Atlanta, Georgia - Daimler has become the first truckmaker to begin testing what it calls digitally connected trucks and what the rest of the world calls platooning on public roads in the United States.
After proving to state authorities in trials at its proving ground in Madras, Oregon that the system really does work, Daimler has received permission from the Oregon department of transportation to begin testing on the open road.
In the first trials - ‘pairing’ in Daimlerspeak - the system will include just two Freightliner New Cascadia rigs, with the lead one being driven by a human, and the second following like a remote-controlled trailer, with a human driver on board but ‘hands-off’ unless needed.
Daimler Trucks North America president Roger Nielsen said at the North American Commercial Vehicle Show: ”We’re seeing growing customer interest in platooning. It’s not meant to replace drivers - it's designed to help drivers.
“Right now, we’re driving Freightliners in pairs every day - when the world is ready for platooning, we’ll have a proven solution.

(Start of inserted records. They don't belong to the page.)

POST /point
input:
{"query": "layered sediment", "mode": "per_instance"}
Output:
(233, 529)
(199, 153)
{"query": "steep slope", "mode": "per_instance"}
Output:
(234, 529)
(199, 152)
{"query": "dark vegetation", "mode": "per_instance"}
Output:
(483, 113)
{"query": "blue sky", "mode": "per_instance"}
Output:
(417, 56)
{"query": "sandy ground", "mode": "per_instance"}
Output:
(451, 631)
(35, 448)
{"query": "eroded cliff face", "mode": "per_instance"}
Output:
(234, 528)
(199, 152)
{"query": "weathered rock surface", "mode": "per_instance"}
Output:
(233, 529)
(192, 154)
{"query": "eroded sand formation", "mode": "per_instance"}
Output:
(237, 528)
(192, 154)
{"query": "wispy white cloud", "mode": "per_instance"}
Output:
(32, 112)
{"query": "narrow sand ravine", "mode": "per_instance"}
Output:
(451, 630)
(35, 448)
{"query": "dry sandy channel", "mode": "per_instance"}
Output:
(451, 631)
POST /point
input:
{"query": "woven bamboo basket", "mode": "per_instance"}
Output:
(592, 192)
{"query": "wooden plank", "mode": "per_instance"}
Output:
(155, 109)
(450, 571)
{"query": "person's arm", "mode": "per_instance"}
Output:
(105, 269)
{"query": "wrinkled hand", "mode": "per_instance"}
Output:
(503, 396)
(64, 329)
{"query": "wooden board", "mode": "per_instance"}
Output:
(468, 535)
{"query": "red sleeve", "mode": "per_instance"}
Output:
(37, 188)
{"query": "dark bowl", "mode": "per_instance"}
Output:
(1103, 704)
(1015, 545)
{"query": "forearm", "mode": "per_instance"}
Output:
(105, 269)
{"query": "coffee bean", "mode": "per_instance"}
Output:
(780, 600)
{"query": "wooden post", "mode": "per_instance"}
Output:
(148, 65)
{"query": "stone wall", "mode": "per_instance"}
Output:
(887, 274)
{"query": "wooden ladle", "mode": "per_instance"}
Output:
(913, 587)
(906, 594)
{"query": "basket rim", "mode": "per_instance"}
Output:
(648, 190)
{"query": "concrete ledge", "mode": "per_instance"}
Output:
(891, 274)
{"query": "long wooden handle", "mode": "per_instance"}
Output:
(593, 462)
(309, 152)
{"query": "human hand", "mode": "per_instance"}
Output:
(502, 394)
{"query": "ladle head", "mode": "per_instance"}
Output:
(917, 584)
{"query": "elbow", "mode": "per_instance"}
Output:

I’ve driven one of our trucks in connected mode myself, and I was impressed.”
Truckmakers say connectivity and automated driving improve safety within the convoys, support drivers and enhance fuel-efficiency by enabling the convoys to close up tighter than would be safe - or legal! - with human drivers.
The system has been proven in Europe, notably by Mercedes-Benz trucks in the 2016 European Truck Platooning Challenge. Now Daimler Trucks North America is working with fleet customers to understand how platooning can improve fleet operations in terms of dispatch, logistics and even driver training, with a view to real-world testing, in everyday transport operations with large fleet customers, starting in 2018.
Daimler Trucks has already connected about 500 000 trucks around the world to the internet of things, and for the US tests, it’s combining Wi-Fi-based vehicle-to-vehicle communication with the existing Freightliner driver aids package, including adaptive cruise control, lane-keeping assist and active brake assist.
That enables truck operators to save fuel by slipstreaming, because vehicle-to-vehicle reaction times are now down to 0.2 or 0.3 seconds, while most human drivers can’t respond in less than a second. And since human error is responsible for 94 percent of US road crashes, according to the National Highway Traffic Safety Administration, proponents of platooning say it will help prevent accidents.
Nevertheless, the development of platooning - in Europe as well as in the United States - is as much about regulatory issues as it is about the technology, and Nielsen says that when the legal framework is in place, Daimler customers will be able to operate their vehicles in platooning mode.